Photo/IllutrationThe Chiba Section, a stratum that features traces of geomagnetic reversal, stretches along the Yorogawa river in Ichihara's Tabuchi district in Chiba Prefecture. (Yumi Nakayama)

  • Photo/Illustraion

ICHIHARA, Chiba Prefecture--City authorities plan to establish an ordinance to override opposition to efforts to have a geological age named “Chibanian” after the prefecture.

City officials said they hope to break the deadlock over an application to have a rare geological stratum, which features traces of the last geomagnetic reversal 770,000 years ago, designated as Japan’s first Global Boundary Stratotype Section and Point (GSSP).

The International Union of Geological Sciences (IUGS) is screening the application filed by a team of scientists. If the stratum, known as the Chiba Section, is recognized as a GSSP, the geological age between 126,000 years and 770,000 years ago will be called “Chibanian,” which means the era of Chiba.

However, Hisashi Nirei, a professor emeritus at Ibaraki University who claims that application documents were fabricated, obtained the right to lease part of the site in Ichihara’s Tabuchi district, blocking researchers from entering the site.

The proposed ordinance is designed to ensure access to the site and specimen sampling for research purposes, which are prerequisites for a GSSP application.

“It will be the greatest honor for local residents if the era named after Chiba is introduced in textbooks around the world,” Ichihara Mayor Joji Koide said at a news conference in June, when city officials outlined the proposed ordinance.

City officials said they hope the draft ordinance will be approved during a municipal assembly session in September.

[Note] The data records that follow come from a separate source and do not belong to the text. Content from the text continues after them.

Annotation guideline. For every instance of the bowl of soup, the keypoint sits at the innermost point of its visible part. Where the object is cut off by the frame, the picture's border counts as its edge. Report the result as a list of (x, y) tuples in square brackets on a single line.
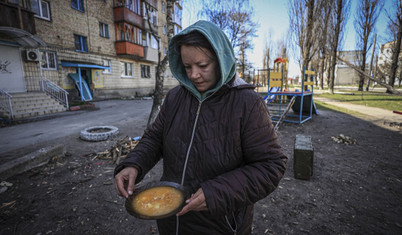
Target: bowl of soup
[(156, 200)]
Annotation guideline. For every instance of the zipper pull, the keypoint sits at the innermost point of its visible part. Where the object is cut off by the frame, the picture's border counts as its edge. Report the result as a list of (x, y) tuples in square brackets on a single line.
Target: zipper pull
[(199, 108)]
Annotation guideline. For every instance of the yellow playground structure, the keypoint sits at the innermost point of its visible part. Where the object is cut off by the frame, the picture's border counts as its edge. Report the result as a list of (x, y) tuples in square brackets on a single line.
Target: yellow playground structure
[(280, 98)]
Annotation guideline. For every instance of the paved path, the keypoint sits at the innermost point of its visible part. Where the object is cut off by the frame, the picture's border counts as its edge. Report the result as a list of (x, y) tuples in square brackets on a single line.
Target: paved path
[(375, 113), (110, 113)]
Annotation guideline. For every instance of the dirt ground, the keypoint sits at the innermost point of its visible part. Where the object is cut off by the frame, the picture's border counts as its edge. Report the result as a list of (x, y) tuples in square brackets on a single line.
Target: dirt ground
[(355, 189)]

The ordinance will stipulate that researchers “shall not be prohibited or hampered from entering specific areas for specimen sampling” and that “violators shall face an administrative fine of up to 50,000 yen ($467).”

The area around the Chiba Section was designated by the central government as a natural treasure in October. The Ichihara city was chosen to manage the site in March.

City officials said the stratum possesses an extremely high value and contributes to the advancement of academic research all over the world.

Yusuke Suganuma, an associate professor of magnetics at the National Institute of Polar Research who is among the scientists behind the GSSP application, described the city’s decision to introduce the ordinance as “a significant step forward.”

“If the ordinance is enacted, application requirements will be met,” said Suganuma.

The residents’ association in the Tabuchi district also issued a statement, saying it strongly hoped the stratum would be designated as a GSSP.